Well, then, must I confess it? I do not believe them to be in any way curious. People talk a great deal about these pretended revelations, but I still repeat that they are few in number. Talleyrand only wrote what he pleased, he only committed public transactions to paper; and it is well known that, in reading these memoirs, he used to dwell with pleasure on the mischievous pranks of the young abbé. Was it the reminiscence of his youth that he enjoyed? I am inclined to think so, for I have always observed that this feeling is very strong among statesmen. Would you wish to awaken in the mind of Pozzo di Borgo all the vigour of his intellectual powers?—speak to him of Corsica and Paoli; would you bring a ray of delight and unreserve to unbend the brow of Metternich?—talk to him of his embassy to Paris in the beginning of the Empire, those days of pleasure and dissipation.
My idea is, that the memoirs of the man who played so conspicuous a part in the political history of the world will consist principally of two parts—emotions and justifications: emotions, because people always remember them, they filter through the whole tenour of their lives, they dwell in the brain of man, and rule over his thoughts; and justifications will undoubtedly be required for the several fatal deeds committed during the life of Prince Talleyrand.
In the course of that long life too much regard was shewn to customs and ceremonies, which are merely the trappings of life, and too little to duty and conscience, which are its foundation and object. He attended too much to the outward matters of existence—to riches, to honour, to decency of behaviour, but he thought nothing of the delicacy of mind, which is the strongest pledge of an honest man employed in public affairs. I am not fonder of simpletons in politics than other people, but, for the honour of mankind, I am willing to believe men may be clever and still retain perfect probity and good faith. It would be too dreadful to suppose that one cannot be a statesman without a complete abdication of the government of one's heart. Surely a strong head and powerful abilities are not the sole requisites for regulating the affairs of a government.
[COUNT POZZO DI BORGO.]
There is no county in Europe whose national character is so ancient, so thoroughly peculiar, as the Island of Corsica. Imagine a vast landscape of Salvator Rosa's, with all the features which he alone was capable of depicting, and whose type he has sought in Calabria and the Abruzzi; add to this a people whose disposition is hardy and obstinate; whose affections, love, hatred, or jealousy, are perpetuated from one generation to another; whose proud and patriotic attachment to their native soil forms part of their earliest existence, and terminates only with their life; also cities cheerful as those of Tuscany, and wild, uncultivated, mountainous districts; you will still have but a feeble representation of Corsica, that picturesque and fertile island of the Mediterranean.
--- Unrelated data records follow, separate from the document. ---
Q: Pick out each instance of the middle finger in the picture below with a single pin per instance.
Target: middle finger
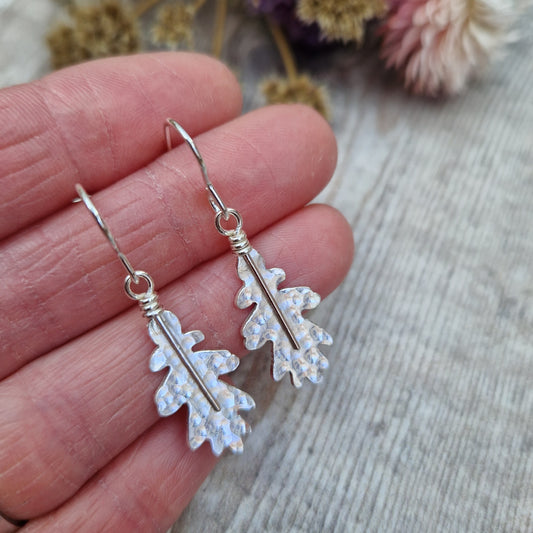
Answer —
(163, 222)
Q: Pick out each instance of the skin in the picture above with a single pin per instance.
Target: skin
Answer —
(81, 445)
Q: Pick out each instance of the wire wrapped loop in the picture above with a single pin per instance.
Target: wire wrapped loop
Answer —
(148, 299)
(237, 237)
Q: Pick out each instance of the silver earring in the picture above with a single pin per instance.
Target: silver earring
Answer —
(193, 376)
(277, 316)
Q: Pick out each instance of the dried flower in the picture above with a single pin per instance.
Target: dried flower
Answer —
(174, 24)
(283, 12)
(104, 29)
(296, 90)
(342, 20)
(440, 44)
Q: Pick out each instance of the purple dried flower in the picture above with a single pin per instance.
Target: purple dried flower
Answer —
(284, 13)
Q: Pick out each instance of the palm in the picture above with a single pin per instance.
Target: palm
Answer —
(81, 445)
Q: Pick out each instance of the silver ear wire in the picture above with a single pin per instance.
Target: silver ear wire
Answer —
(214, 198)
(193, 376)
(86, 199)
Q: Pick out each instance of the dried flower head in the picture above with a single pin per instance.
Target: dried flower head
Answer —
(440, 44)
(283, 12)
(298, 90)
(104, 29)
(342, 20)
(174, 24)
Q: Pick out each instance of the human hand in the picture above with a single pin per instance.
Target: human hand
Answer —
(81, 445)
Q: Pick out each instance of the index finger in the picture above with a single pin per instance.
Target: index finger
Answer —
(98, 122)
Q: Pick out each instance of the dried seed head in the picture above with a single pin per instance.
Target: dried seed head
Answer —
(104, 29)
(343, 20)
(298, 90)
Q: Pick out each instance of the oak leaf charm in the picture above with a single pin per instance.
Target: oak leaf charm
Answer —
(223, 428)
(263, 325)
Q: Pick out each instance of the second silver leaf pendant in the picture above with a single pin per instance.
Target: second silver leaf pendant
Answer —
(295, 351)
(277, 316)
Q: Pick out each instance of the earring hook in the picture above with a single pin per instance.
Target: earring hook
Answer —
(214, 199)
(86, 199)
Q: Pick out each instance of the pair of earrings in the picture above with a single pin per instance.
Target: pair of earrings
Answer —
(193, 376)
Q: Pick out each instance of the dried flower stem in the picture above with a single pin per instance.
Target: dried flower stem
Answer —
(145, 6)
(220, 22)
(284, 50)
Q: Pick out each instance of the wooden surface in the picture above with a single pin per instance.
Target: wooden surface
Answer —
(425, 420)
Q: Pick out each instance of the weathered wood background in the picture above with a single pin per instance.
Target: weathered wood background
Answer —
(425, 420)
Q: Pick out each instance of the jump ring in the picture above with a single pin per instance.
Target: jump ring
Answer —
(228, 232)
(139, 295)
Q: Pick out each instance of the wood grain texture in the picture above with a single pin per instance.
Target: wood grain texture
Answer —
(425, 419)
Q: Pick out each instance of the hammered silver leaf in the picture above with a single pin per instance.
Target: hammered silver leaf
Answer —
(262, 325)
(224, 428)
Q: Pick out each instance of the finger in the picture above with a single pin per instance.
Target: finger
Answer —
(86, 401)
(144, 489)
(97, 122)
(60, 277)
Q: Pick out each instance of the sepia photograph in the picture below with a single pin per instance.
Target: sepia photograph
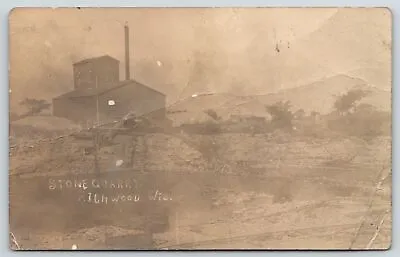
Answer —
(200, 129)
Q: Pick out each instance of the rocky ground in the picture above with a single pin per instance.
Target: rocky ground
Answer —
(270, 192)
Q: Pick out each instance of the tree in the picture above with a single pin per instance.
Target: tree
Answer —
(347, 103)
(281, 114)
(35, 106)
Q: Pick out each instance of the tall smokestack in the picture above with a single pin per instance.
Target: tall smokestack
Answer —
(127, 68)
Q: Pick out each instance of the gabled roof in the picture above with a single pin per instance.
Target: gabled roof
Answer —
(88, 92)
(105, 57)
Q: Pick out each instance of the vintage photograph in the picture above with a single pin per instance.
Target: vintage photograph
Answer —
(200, 128)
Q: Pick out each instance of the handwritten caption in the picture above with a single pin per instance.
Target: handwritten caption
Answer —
(123, 191)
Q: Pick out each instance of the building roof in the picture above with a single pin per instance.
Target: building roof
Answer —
(88, 92)
(105, 57)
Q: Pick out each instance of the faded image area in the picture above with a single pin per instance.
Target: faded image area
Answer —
(200, 128)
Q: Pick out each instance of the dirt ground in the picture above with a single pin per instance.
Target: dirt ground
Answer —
(298, 194)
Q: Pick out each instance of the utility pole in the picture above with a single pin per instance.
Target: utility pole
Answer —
(96, 131)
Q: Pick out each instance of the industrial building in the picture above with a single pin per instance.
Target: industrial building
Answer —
(100, 97)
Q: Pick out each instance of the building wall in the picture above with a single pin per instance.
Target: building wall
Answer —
(105, 69)
(132, 97)
(80, 110)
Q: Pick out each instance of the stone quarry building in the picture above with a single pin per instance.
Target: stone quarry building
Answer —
(99, 95)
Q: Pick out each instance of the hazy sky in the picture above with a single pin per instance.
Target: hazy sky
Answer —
(185, 51)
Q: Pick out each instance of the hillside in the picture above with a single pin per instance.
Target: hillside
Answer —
(317, 96)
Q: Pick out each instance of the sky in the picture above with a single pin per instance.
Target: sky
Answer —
(183, 51)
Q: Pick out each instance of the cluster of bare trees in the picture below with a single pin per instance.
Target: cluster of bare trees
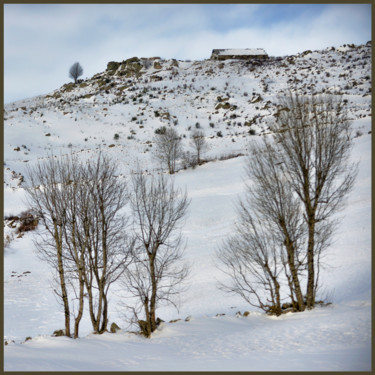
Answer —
(298, 181)
(75, 71)
(169, 148)
(88, 241)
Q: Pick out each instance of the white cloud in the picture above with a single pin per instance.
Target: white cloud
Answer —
(42, 41)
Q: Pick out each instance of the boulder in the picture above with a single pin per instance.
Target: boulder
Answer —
(114, 327)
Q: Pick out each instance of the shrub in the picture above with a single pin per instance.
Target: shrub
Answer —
(28, 221)
(161, 130)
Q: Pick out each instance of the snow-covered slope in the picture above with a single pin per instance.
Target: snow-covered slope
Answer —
(130, 100)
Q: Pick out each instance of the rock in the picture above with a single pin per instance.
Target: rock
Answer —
(114, 327)
(159, 321)
(157, 65)
(59, 332)
(144, 327)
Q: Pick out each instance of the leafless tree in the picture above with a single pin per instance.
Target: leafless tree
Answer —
(298, 181)
(48, 196)
(75, 71)
(157, 270)
(268, 236)
(103, 234)
(198, 141)
(168, 148)
(85, 239)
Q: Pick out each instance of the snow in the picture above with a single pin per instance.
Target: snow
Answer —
(336, 337)
(243, 52)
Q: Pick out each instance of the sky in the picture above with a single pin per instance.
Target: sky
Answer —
(42, 41)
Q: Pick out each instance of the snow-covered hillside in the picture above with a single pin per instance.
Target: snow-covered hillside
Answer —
(226, 100)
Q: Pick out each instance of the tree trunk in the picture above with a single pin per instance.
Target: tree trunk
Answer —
(60, 265)
(310, 295)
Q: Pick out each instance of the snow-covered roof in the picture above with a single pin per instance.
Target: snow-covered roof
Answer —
(243, 52)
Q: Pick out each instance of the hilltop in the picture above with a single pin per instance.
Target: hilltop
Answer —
(118, 110)
(233, 101)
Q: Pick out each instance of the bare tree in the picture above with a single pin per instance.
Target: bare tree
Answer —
(48, 196)
(168, 148)
(75, 71)
(103, 232)
(316, 149)
(298, 182)
(85, 239)
(268, 236)
(198, 141)
(157, 270)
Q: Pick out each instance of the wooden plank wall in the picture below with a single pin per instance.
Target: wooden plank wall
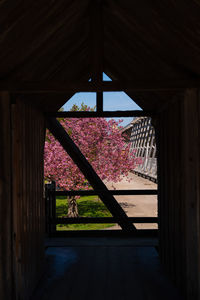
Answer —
(21, 198)
(28, 203)
(6, 278)
(178, 131)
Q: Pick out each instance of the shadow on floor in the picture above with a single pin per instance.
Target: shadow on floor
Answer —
(104, 272)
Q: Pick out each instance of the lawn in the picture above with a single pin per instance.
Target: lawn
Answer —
(88, 206)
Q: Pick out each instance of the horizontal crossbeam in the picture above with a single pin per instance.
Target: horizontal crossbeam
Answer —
(86, 220)
(91, 86)
(101, 114)
(111, 192)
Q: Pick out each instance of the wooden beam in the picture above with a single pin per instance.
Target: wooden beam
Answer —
(103, 114)
(88, 220)
(111, 192)
(90, 86)
(96, 32)
(79, 159)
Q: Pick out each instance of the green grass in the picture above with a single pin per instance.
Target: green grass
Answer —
(88, 206)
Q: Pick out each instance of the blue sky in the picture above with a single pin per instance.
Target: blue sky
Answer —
(111, 101)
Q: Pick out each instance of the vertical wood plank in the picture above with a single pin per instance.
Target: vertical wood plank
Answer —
(6, 277)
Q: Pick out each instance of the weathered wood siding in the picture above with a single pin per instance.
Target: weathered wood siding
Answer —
(179, 191)
(6, 280)
(21, 199)
(28, 202)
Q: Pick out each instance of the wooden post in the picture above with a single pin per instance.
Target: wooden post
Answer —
(69, 146)
(6, 259)
(50, 202)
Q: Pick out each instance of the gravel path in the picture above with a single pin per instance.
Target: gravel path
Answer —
(137, 206)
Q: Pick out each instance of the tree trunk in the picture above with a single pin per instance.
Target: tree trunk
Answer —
(72, 208)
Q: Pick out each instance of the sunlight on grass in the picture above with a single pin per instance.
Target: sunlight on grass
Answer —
(88, 206)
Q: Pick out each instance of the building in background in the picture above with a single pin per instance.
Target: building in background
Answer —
(141, 134)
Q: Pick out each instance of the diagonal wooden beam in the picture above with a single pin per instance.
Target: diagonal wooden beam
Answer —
(79, 159)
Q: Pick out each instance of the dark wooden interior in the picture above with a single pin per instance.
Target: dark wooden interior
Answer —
(48, 51)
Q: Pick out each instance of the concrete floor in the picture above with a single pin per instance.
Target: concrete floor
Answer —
(101, 271)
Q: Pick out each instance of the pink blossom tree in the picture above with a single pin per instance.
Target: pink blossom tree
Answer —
(103, 146)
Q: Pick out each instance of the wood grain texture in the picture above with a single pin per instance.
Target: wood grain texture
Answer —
(6, 267)
(28, 202)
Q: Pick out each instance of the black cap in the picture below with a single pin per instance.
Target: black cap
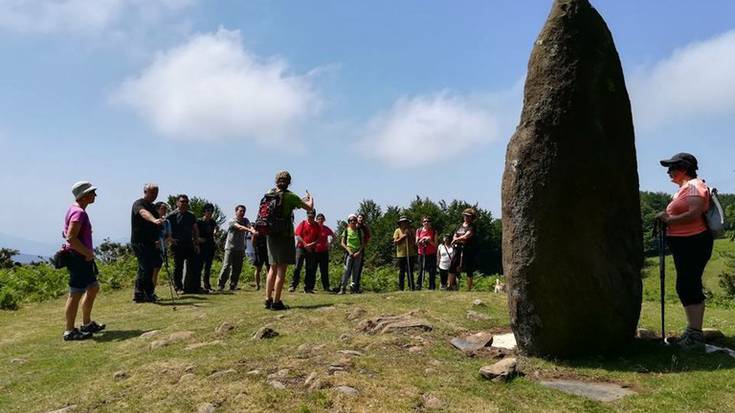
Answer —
(681, 159)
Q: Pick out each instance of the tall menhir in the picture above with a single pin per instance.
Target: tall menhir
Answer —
(572, 238)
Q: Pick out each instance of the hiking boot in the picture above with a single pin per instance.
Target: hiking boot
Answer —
(691, 340)
(92, 327)
(76, 335)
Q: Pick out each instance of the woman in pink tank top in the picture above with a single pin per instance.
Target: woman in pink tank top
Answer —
(689, 241)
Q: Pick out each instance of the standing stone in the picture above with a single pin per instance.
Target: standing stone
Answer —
(572, 238)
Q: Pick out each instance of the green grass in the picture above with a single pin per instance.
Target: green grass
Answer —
(388, 376)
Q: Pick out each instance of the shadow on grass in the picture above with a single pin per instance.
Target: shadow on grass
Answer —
(117, 335)
(310, 306)
(646, 356)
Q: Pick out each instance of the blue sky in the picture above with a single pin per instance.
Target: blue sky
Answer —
(381, 100)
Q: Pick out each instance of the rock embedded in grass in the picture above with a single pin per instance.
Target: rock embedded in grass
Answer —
(350, 391)
(264, 333)
(474, 342)
(206, 408)
(504, 370)
(67, 409)
(119, 375)
(224, 328)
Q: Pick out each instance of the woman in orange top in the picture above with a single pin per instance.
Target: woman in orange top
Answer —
(689, 241)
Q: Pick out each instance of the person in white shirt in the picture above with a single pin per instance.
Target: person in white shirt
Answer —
(444, 260)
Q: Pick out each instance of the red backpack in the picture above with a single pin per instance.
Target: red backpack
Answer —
(270, 219)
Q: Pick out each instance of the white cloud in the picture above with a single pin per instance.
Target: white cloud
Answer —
(695, 81)
(82, 16)
(421, 130)
(211, 88)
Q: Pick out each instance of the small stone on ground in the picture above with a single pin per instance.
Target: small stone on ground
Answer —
(206, 408)
(505, 341)
(475, 316)
(474, 342)
(350, 391)
(504, 370)
(604, 392)
(265, 332)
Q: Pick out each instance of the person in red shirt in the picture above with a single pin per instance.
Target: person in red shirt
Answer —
(322, 251)
(307, 236)
(689, 241)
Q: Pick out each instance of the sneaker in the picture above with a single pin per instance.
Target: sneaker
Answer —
(691, 340)
(76, 335)
(92, 327)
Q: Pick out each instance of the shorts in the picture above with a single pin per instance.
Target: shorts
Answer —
(82, 274)
(281, 249)
(691, 255)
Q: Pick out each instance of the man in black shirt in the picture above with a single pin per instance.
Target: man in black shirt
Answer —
(145, 228)
(207, 227)
(185, 246)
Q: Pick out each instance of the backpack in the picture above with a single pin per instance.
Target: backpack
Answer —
(714, 216)
(270, 219)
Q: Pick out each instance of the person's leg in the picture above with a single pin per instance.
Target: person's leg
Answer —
(422, 267)
(71, 308)
(310, 277)
(300, 258)
(349, 262)
(139, 290)
(88, 303)
(401, 272)
(323, 262)
(238, 257)
(430, 263)
(226, 270)
(179, 257)
(357, 273)
(270, 282)
(280, 278)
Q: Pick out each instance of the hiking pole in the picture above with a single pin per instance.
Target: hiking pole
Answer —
(659, 229)
(409, 271)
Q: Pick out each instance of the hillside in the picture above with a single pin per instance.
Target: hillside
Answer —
(121, 371)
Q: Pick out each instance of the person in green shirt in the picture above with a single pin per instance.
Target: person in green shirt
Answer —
(405, 242)
(281, 250)
(353, 242)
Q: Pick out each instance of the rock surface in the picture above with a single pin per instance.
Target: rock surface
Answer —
(603, 392)
(265, 332)
(572, 237)
(504, 370)
(390, 324)
(474, 342)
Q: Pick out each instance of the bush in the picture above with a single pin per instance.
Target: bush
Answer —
(727, 283)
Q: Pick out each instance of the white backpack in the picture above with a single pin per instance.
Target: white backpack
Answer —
(714, 216)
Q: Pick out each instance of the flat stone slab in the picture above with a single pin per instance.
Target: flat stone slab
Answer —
(473, 343)
(505, 341)
(603, 392)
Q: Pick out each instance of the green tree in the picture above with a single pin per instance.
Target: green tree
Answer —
(6, 257)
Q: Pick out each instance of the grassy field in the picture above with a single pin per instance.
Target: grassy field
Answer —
(39, 372)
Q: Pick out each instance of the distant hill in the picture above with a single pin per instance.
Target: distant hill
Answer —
(27, 258)
(28, 247)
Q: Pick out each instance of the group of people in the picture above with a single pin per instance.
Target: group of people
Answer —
(154, 229)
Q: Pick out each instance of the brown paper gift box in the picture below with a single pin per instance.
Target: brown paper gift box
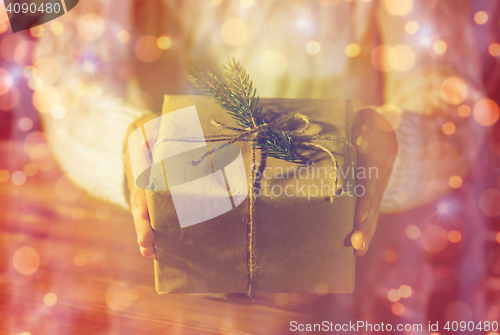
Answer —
(301, 242)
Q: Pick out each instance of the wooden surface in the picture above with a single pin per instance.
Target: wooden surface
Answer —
(92, 298)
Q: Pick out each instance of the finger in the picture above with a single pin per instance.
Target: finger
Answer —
(145, 235)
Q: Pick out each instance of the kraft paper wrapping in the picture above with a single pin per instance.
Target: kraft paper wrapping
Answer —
(301, 242)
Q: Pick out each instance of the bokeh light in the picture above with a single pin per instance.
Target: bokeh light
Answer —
(399, 7)
(352, 50)
(50, 299)
(9, 99)
(25, 124)
(434, 238)
(440, 47)
(45, 98)
(313, 47)
(449, 128)
(481, 17)
(4, 175)
(454, 236)
(234, 32)
(486, 112)
(66, 190)
(453, 90)
(26, 260)
(272, 64)
(247, 3)
(90, 26)
(455, 182)
(18, 178)
(411, 27)
(123, 36)
(405, 291)
(102, 212)
(147, 50)
(488, 202)
(393, 295)
(380, 58)
(398, 308)
(413, 232)
(494, 49)
(164, 42)
(464, 111)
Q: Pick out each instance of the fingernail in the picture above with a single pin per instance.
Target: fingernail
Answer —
(362, 142)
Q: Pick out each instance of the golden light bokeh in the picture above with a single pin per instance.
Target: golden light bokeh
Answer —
(102, 212)
(9, 99)
(90, 26)
(405, 291)
(449, 128)
(488, 202)
(26, 260)
(434, 238)
(66, 190)
(247, 3)
(47, 70)
(453, 91)
(440, 47)
(45, 98)
(411, 27)
(401, 58)
(399, 7)
(380, 58)
(398, 308)
(234, 32)
(313, 47)
(272, 64)
(494, 49)
(464, 111)
(147, 50)
(4, 175)
(390, 256)
(352, 50)
(56, 28)
(413, 232)
(486, 112)
(481, 17)
(393, 295)
(454, 236)
(123, 36)
(455, 182)
(50, 299)
(164, 42)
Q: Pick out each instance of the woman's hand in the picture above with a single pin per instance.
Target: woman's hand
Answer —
(138, 201)
(376, 147)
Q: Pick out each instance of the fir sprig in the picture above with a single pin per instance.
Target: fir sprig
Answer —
(239, 98)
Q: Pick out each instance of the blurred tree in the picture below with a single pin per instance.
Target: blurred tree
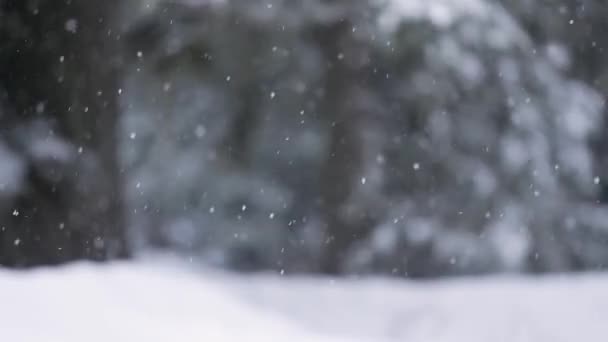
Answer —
(414, 138)
(59, 65)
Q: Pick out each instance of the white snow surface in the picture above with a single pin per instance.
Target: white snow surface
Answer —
(167, 301)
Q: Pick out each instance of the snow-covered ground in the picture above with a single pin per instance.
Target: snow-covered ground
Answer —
(165, 301)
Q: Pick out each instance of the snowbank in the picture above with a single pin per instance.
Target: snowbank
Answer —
(163, 301)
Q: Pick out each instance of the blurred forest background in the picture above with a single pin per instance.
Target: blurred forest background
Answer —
(412, 138)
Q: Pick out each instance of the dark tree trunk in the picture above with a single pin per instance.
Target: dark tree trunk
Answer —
(59, 69)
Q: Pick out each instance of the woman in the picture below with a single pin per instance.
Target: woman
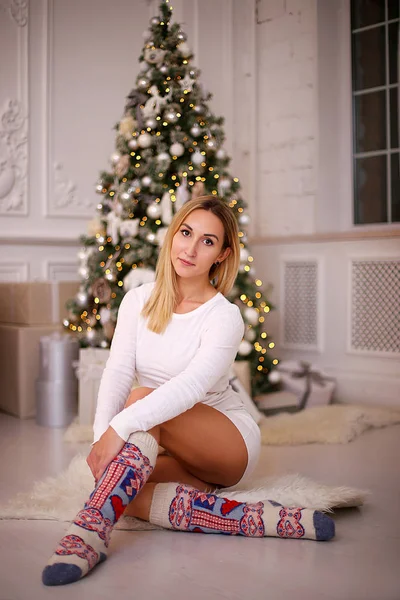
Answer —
(180, 336)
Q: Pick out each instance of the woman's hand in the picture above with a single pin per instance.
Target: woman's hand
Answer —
(103, 452)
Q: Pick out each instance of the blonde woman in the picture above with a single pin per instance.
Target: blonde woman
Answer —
(179, 336)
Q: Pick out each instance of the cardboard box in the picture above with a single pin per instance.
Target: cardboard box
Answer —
(35, 302)
(19, 367)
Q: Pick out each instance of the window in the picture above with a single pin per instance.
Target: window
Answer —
(375, 95)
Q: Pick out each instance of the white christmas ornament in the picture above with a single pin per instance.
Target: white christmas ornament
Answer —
(145, 140)
(113, 225)
(133, 144)
(184, 49)
(195, 130)
(245, 348)
(244, 254)
(146, 181)
(114, 158)
(274, 377)
(182, 194)
(250, 335)
(151, 237)
(129, 228)
(161, 233)
(105, 315)
(154, 210)
(81, 298)
(251, 315)
(166, 208)
(163, 159)
(137, 277)
(197, 158)
(177, 149)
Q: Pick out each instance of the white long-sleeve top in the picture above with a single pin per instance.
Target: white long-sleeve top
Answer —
(188, 363)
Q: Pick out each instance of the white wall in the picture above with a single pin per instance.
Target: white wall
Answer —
(68, 67)
(303, 209)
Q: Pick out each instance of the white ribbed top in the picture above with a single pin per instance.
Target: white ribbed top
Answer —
(188, 363)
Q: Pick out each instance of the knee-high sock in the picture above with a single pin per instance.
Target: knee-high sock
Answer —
(182, 507)
(86, 541)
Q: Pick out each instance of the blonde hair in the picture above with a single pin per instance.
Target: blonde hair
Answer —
(164, 297)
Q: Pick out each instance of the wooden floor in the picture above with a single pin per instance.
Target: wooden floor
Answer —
(361, 563)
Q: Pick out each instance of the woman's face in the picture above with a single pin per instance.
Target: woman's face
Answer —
(197, 244)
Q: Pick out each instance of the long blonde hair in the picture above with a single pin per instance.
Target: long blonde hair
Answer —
(164, 297)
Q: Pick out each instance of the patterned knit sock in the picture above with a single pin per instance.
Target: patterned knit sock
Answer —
(182, 507)
(86, 541)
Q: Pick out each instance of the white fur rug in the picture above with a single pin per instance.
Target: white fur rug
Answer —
(333, 424)
(60, 498)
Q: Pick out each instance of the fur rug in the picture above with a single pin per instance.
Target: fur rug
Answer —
(333, 424)
(60, 498)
The population is divided into two distinct races; the one comprehending the old aboriginal families, the other composed of foreign colonists, the greater part descended from refugees who were compelled to fly from revolutions in Piémont, Genoa, and Tuscany, and were successively deposited in the island, like the layers of lava around a volcano. To the first of these races belong the Paolis and the Pozzo di Borgos; to the second, the Buonapartes and the Salicettis. According to the usual custom among primitive nations, each family forms a clan, and each village a community; sentiments are inherited like the patrimony of the family—it is like ancient Rome suckled by a wolf in the time of the companions of Romulus.
The family of the Pozzo di Borgos, as I have already stated, belongs to the aboriginal races; its antiquity may be ascertained by consulting the book of the statutes of Corsica, and also the history of the feudal war between the Castellans of Montechi and the city of Ajaccio, of which they even disputed the sovereignty. One of the family is mentioned in the charters as orator of the people, and at the time the island was under the dominion of Genoa, the illustrious Pozzo di Borgo is described as attorney-general for the provinces of Ajaccio and Sartene; his name, like that of the Paolis, was Pascal. His opponents, even at that period, were from the family of the Bacciochi, then merely merchants of Ajaccio; and his notary was Jerome Buonaparte, who certifies the mission of Captain Secondos Pozzo di Borgo, deputy to the republic of Genoa.[16] There is some pleasure in relating these circumstances, because the life of Count Pozzo di Borgo, during its whole course, appeared to be connected with ancient times. Nothing is forgotten on that burning soil, and we shall again meet with the Paolis, the Buonapartes, the Pozzos, the Bacciochis, and the Salicettis, engaged in the most important conflicts on the theatre of the great world, as they had formerly been in the little town of Ajaccio.